Using projective transformations

yaroslav-sphereUsing your mind’s eye to get different perspectives of the systems challenge.

There are 3 steps to practice how to think this way, and an example below the lesson:

The Lesson

  • Imagine yourself as an original anchor point. My term for this is the Physical Viewsource anchor point.
  • Then, imagine a copy of yourself (a cloned image) at the end of a visual sightline, the Referent View. As if you are looking into a mirror image without the mirror frame. Imagine the image several metres away.
  • Then, step into the shoes of your cloned self-image.  In those shoes, you occupy the 1st Referent Anchor.  Now, step behind the face of that closed Referent Anchor image. Experiment by looking through the eyes of the Referent Anchor face, repeating the creation of a mirroring Referent View along another sightline to a 2nd mirror image, a 2nd Referent Anchor.

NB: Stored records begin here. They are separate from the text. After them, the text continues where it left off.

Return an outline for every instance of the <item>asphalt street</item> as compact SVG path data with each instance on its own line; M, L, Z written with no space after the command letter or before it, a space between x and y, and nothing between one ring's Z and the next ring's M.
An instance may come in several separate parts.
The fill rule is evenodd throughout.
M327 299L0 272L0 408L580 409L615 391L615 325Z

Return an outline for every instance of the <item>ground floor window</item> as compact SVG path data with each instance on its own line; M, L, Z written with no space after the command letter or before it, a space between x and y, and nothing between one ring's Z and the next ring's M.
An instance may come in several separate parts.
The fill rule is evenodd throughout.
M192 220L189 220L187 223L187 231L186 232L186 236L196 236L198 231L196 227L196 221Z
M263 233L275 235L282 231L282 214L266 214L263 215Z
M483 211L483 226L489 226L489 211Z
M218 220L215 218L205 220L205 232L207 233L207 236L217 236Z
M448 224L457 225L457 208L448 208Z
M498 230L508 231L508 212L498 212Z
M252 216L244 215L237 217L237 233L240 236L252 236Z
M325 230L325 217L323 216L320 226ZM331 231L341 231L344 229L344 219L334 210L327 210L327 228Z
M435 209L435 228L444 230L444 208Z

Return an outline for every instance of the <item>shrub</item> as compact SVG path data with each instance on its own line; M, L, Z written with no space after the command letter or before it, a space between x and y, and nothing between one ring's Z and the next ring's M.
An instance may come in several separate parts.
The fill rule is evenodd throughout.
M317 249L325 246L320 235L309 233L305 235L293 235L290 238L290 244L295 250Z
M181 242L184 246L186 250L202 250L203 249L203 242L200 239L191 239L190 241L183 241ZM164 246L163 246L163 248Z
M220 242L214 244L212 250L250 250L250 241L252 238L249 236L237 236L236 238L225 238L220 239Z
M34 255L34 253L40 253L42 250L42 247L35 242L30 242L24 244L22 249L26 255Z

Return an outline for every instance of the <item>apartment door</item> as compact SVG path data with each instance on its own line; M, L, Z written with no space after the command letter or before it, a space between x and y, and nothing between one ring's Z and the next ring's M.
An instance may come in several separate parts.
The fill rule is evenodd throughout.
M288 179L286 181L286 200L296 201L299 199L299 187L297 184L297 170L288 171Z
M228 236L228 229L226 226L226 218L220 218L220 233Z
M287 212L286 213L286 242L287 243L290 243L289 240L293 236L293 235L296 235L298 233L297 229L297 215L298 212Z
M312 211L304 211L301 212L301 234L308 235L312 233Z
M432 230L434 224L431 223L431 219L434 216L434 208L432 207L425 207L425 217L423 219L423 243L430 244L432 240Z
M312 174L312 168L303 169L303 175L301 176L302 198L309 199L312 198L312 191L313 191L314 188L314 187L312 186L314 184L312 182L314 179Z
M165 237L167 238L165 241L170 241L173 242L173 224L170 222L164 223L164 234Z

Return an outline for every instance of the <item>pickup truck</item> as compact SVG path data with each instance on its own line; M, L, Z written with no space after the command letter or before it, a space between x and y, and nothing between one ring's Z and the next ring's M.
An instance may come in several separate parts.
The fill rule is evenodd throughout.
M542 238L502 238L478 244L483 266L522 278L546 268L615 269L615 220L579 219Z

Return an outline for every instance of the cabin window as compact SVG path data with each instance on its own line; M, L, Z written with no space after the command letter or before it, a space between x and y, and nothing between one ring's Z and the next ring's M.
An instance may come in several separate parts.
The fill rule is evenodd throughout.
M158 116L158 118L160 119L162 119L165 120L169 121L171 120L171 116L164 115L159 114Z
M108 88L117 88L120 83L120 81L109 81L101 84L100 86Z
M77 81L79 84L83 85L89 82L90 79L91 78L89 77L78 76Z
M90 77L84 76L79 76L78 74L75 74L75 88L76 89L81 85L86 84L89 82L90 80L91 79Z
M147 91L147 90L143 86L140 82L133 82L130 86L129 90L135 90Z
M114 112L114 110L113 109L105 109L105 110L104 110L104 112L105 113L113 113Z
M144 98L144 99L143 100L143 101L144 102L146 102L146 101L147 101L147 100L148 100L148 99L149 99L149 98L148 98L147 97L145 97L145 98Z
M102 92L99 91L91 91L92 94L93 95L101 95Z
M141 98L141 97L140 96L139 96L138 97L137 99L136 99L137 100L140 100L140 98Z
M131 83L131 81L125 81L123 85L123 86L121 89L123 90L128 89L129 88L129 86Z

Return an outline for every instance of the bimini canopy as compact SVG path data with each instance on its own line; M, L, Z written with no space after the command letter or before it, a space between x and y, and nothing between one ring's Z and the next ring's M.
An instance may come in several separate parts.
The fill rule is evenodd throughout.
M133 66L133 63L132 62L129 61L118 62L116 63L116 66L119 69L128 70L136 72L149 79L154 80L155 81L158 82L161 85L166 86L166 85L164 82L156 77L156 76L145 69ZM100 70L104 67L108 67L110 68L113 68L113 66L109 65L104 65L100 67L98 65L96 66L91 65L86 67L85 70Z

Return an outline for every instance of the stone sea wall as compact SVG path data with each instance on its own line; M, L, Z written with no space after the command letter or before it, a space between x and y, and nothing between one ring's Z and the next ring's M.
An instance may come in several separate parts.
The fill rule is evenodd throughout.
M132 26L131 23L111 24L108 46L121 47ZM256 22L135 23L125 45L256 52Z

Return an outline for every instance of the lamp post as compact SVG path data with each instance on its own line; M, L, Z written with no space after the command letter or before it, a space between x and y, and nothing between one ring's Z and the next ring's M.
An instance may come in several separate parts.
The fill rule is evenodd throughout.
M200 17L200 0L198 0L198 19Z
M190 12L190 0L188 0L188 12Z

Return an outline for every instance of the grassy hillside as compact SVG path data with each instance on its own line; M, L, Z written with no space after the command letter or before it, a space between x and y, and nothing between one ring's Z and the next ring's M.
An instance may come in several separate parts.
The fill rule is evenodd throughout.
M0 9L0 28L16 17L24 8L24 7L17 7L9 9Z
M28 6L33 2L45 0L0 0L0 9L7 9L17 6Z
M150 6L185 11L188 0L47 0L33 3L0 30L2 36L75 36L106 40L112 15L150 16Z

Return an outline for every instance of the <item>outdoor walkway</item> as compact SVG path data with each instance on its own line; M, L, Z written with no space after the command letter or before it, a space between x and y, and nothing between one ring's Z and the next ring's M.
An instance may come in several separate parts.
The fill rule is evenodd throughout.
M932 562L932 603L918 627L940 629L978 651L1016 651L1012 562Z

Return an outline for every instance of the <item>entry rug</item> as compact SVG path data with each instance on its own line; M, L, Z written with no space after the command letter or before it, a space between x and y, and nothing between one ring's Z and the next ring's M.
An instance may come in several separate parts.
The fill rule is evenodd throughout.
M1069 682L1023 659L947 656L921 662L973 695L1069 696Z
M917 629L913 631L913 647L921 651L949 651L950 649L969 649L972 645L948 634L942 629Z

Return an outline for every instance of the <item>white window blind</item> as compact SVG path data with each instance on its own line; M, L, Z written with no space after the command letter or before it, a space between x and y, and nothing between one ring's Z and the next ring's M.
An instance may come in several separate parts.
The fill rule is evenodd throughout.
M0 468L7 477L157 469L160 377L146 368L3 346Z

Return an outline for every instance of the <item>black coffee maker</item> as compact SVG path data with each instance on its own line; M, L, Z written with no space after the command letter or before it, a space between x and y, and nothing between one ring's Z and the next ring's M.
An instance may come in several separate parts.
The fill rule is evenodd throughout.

sfu-woskBy way of example,  while Carl Callewaert managed the teaching session at Unity 5’s 2014 Roadshow in the main assembly hall at Vancouver’s SFU Wosk Centre for Dialogue (09 Dec 2014) . . . 

 

  • After moving into and visually mapping the hall . . .

p0-projective-transformations

  • . . . I projected my view into the centre of the hall (this became my 1st Referent Anchor), then rotated that projected view into rotating planar Referent Views; looking through that projected view into the visible frame (for example, lying back and looking up to the hall’s coffered ceiling from that projected plane).

p1-projective-transformations

  • And, desiring to look back at myself, looked through those projected eyes to focus in on the physical me (and other students in the narrow/physical localspace/personal field of view) whilst simultaneously looking back into my projected eyes through my local eyes. Interestingly, when shifting to “widescreen” across the in-projection’s projected field of view, the “physical-me-view” gets fuzzy. Too much data, maybe.

p2-projective-transformations

  • This practice can be extended to various points in the space.  Once setting a Referent Anchor, move to that point and survey the space from that point.  A bit like Spiderman on the side of a skyscraper.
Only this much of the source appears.